Monday, 6 September 2010

East Jerusalem schooling apartheid?

As the Palestine solidarity movement presses for an 'anti-apartheid' style campaign it is worth remembering that discrimination in education played a major part in engaging the public in the struggle.  At the time the enormity of the gap between the money spent on pupils in black and white schools outraged many.

A report, Failed Grade, by the Association of Civil Rights in Israel and Ir Amim  LINK found that almost half of Palestinian children in East Jerusalem have to attend private or unofficial schools because of a lack of facilities.
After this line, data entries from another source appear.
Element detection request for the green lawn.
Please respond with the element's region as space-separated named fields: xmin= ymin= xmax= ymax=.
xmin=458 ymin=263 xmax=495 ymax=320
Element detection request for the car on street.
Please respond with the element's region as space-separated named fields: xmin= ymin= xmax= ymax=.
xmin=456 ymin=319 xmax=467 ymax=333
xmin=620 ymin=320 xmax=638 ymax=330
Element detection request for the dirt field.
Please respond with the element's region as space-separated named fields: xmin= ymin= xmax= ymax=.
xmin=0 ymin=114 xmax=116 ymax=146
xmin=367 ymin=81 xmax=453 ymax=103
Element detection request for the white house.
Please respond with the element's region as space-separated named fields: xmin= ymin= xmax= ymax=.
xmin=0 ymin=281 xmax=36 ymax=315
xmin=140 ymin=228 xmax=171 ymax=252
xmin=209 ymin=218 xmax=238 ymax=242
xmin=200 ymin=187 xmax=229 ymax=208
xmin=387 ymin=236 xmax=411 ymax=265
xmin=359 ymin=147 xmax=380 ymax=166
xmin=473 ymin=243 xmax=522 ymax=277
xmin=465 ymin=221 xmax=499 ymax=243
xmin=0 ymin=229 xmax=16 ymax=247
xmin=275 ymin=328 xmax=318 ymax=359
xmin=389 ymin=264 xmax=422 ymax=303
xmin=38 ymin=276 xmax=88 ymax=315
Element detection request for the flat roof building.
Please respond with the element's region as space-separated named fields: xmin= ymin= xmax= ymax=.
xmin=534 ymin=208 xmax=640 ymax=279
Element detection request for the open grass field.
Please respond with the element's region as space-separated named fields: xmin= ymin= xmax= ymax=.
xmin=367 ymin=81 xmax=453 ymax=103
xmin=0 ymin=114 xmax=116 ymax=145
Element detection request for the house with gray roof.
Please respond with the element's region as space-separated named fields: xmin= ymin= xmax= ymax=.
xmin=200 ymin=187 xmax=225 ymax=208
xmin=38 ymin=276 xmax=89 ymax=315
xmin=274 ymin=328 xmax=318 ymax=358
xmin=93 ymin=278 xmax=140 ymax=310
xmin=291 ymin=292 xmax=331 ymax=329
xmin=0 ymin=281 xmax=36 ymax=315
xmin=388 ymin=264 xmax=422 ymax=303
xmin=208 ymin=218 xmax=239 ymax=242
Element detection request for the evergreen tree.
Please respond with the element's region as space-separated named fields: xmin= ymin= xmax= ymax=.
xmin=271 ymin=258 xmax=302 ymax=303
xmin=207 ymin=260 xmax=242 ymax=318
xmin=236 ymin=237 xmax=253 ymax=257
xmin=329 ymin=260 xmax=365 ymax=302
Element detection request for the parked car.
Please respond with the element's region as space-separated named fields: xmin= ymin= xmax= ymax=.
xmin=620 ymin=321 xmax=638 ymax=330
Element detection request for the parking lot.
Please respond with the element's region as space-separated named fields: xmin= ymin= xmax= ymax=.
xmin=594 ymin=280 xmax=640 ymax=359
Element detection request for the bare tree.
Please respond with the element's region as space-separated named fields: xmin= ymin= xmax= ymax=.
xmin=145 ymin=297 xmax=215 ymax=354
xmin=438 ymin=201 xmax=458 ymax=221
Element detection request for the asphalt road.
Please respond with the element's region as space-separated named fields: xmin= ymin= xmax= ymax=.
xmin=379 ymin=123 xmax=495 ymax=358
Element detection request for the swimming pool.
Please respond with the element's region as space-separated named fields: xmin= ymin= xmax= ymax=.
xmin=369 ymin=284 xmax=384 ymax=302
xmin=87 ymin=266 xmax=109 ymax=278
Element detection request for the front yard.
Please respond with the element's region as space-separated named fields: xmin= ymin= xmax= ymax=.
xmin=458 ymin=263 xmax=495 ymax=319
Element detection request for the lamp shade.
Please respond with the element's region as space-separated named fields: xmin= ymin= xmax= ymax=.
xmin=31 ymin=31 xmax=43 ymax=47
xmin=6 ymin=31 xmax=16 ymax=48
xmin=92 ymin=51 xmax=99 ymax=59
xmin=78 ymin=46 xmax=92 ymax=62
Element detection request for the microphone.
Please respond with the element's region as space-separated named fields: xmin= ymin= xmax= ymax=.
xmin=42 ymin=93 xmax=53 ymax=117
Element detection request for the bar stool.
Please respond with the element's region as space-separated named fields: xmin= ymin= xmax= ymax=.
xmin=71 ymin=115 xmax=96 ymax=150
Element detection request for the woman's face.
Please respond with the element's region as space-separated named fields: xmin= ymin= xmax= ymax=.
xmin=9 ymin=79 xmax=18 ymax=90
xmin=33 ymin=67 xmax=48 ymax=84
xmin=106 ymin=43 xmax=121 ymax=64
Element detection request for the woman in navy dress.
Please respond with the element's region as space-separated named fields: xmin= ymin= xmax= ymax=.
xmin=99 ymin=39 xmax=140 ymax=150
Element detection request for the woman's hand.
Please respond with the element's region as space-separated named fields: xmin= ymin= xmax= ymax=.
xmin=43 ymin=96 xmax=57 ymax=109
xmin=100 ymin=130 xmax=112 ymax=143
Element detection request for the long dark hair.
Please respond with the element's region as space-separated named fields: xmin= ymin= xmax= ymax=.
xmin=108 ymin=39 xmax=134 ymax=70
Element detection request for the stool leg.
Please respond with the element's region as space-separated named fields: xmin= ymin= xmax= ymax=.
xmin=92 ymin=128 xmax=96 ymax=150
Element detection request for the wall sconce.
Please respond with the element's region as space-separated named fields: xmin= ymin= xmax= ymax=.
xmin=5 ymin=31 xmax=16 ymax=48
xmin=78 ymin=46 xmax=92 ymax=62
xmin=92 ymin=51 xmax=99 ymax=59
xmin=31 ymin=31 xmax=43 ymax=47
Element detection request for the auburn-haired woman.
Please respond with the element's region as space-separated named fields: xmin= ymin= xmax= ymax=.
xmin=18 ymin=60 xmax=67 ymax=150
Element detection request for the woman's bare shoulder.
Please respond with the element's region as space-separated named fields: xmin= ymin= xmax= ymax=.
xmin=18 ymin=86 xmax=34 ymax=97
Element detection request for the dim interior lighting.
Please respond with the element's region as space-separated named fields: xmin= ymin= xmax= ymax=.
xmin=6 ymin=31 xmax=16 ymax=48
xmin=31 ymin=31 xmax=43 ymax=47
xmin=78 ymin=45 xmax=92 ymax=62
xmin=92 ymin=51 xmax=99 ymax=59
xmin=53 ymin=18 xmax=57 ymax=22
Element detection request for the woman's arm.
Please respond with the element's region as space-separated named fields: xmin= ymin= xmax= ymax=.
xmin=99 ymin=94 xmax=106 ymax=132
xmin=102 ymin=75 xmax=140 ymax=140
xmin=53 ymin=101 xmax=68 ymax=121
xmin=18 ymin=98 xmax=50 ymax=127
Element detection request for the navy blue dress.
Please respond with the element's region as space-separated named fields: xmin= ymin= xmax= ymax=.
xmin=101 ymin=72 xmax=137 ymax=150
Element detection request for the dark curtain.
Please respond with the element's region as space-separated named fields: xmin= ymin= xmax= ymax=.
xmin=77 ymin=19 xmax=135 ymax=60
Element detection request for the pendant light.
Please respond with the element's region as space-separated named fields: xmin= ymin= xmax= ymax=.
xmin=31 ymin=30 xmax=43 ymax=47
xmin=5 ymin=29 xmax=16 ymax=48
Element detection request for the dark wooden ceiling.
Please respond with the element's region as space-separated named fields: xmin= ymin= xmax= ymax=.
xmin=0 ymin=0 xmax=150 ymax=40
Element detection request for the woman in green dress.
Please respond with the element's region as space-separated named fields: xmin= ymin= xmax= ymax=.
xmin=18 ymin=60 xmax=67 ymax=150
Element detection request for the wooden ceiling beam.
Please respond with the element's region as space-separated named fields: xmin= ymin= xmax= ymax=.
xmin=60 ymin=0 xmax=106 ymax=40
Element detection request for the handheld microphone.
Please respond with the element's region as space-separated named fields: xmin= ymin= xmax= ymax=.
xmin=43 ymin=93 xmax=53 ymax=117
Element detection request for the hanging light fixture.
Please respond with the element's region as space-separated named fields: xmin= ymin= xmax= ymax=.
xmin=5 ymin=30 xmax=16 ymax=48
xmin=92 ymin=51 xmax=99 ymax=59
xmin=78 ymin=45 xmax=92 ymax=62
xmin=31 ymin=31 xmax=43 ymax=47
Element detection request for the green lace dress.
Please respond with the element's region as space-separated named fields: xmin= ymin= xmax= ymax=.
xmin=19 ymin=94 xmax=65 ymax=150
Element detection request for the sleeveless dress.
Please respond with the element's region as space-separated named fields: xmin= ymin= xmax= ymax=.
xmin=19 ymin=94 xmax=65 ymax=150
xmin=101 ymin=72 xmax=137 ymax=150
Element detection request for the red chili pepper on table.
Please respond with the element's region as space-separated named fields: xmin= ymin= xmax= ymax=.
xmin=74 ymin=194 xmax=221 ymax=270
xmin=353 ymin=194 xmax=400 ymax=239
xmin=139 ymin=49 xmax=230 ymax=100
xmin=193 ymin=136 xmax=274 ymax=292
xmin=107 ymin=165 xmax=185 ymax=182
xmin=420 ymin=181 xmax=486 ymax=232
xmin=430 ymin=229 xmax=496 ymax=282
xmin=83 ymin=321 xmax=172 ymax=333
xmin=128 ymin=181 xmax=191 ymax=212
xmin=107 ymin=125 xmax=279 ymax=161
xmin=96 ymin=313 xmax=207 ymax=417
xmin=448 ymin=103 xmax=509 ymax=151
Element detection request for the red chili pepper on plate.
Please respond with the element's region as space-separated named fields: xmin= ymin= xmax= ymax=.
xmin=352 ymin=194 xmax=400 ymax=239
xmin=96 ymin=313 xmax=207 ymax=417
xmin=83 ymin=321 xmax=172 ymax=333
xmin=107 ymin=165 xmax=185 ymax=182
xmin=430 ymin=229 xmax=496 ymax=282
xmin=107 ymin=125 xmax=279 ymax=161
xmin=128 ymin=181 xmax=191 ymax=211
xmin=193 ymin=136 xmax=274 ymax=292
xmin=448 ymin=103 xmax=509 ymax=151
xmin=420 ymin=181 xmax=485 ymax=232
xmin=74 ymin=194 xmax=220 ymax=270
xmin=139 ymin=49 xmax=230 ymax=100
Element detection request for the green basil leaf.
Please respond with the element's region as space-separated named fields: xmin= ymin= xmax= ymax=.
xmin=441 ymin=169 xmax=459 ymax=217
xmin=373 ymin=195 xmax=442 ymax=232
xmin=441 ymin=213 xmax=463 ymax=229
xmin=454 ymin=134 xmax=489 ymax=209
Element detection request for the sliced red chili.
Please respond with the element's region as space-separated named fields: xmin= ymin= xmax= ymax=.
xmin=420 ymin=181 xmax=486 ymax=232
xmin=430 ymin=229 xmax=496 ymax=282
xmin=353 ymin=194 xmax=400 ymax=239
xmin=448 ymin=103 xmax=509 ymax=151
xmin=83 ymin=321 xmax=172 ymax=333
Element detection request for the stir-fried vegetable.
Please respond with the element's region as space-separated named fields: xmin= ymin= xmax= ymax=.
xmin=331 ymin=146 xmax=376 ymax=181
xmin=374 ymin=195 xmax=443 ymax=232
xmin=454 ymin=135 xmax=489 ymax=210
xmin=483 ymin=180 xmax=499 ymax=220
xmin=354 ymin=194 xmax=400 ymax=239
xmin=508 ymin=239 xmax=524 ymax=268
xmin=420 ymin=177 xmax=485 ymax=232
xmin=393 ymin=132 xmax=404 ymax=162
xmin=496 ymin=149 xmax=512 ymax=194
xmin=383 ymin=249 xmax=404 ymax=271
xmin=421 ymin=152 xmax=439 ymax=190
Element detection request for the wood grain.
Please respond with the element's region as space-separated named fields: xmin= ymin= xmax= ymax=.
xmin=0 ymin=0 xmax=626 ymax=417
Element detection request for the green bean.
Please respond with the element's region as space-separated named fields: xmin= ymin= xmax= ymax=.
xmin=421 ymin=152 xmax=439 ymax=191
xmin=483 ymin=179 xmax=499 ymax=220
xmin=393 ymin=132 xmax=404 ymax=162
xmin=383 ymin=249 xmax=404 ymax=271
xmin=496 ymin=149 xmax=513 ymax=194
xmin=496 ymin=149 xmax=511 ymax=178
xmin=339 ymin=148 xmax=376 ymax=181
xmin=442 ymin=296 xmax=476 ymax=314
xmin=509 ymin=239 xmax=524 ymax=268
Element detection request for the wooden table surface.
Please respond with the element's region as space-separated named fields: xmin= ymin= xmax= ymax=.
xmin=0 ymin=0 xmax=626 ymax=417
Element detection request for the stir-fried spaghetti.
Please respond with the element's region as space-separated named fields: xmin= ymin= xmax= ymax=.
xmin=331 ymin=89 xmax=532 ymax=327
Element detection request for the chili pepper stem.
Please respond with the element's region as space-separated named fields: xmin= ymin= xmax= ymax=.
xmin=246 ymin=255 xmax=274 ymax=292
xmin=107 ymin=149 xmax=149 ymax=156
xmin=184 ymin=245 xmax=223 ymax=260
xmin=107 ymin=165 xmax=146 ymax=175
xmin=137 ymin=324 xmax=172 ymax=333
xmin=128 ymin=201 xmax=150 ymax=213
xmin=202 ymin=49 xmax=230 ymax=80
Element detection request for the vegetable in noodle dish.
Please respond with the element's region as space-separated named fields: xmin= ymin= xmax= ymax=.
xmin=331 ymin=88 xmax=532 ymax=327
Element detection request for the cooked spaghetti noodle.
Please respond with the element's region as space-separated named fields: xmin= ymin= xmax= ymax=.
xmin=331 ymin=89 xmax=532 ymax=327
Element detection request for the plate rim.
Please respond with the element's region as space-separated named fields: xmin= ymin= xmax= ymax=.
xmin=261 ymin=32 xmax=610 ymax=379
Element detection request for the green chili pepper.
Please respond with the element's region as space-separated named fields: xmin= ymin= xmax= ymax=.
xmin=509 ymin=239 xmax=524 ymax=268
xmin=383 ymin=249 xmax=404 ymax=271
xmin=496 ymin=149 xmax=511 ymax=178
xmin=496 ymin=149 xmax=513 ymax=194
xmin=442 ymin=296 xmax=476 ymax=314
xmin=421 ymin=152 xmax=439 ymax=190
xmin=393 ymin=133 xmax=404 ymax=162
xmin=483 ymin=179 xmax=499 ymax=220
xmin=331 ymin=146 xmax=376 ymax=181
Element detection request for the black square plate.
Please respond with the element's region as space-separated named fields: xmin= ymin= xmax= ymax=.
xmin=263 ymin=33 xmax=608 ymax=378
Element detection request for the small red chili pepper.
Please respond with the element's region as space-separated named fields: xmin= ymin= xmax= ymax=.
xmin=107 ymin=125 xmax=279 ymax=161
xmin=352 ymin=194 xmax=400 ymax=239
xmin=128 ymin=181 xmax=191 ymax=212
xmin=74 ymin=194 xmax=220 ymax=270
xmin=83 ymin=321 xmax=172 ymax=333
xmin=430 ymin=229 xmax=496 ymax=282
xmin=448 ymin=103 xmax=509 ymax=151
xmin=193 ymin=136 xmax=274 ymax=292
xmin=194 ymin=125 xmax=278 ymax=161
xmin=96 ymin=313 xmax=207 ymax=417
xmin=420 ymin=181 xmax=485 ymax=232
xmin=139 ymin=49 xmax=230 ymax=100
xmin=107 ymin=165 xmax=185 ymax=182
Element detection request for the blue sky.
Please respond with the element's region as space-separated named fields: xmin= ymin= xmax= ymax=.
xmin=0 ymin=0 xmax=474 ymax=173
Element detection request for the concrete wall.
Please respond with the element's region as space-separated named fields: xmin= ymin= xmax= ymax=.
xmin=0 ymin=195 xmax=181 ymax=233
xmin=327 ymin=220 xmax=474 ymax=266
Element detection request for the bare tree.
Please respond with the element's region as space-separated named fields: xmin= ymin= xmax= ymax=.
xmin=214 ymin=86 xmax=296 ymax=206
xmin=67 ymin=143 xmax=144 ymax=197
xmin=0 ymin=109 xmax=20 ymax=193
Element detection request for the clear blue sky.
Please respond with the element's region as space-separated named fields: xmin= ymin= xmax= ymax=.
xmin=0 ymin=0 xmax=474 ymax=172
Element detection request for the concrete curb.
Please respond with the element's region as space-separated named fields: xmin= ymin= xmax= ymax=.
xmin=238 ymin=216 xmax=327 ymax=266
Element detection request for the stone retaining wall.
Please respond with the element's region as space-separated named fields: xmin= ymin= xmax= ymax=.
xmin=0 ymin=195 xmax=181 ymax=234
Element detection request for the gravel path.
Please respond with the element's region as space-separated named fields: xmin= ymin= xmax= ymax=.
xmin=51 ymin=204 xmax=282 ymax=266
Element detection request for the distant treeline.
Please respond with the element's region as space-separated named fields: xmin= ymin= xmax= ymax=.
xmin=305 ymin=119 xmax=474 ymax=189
It states that East Jerusalem school's are estimated to be short of about 1,000 classrooms: "The result is that...the families of thousands of Palestinian children will have to pay large sums of money to get the education they should have been getting free."

According to the Guardian in May 2001 the Israel High Court ruled that the education ministry and the miniciplaity of Jerusalem were obliged to pprovide education for every Palestinian child in the city. Despite repeated legal petitions the problem has not been confronted and Knesset representative Jamal Zahalka says that East Jeruslaem provision is worse than anywhere in the Palestinian territories, including Gaza. The result is low academic achievement and a high drop-out rate: 50% for Palestinians in East Jerusalem and 11.8% for Jewish pupils.

As with South Africa in the apartheid era, the figures reveal the inequality. East Jerusalem's education budget in 2008-9 showed an average of 2,372 shekels was spent on each pupil in Jewish elementary schools compared with 577 shekels on each Arab pupil.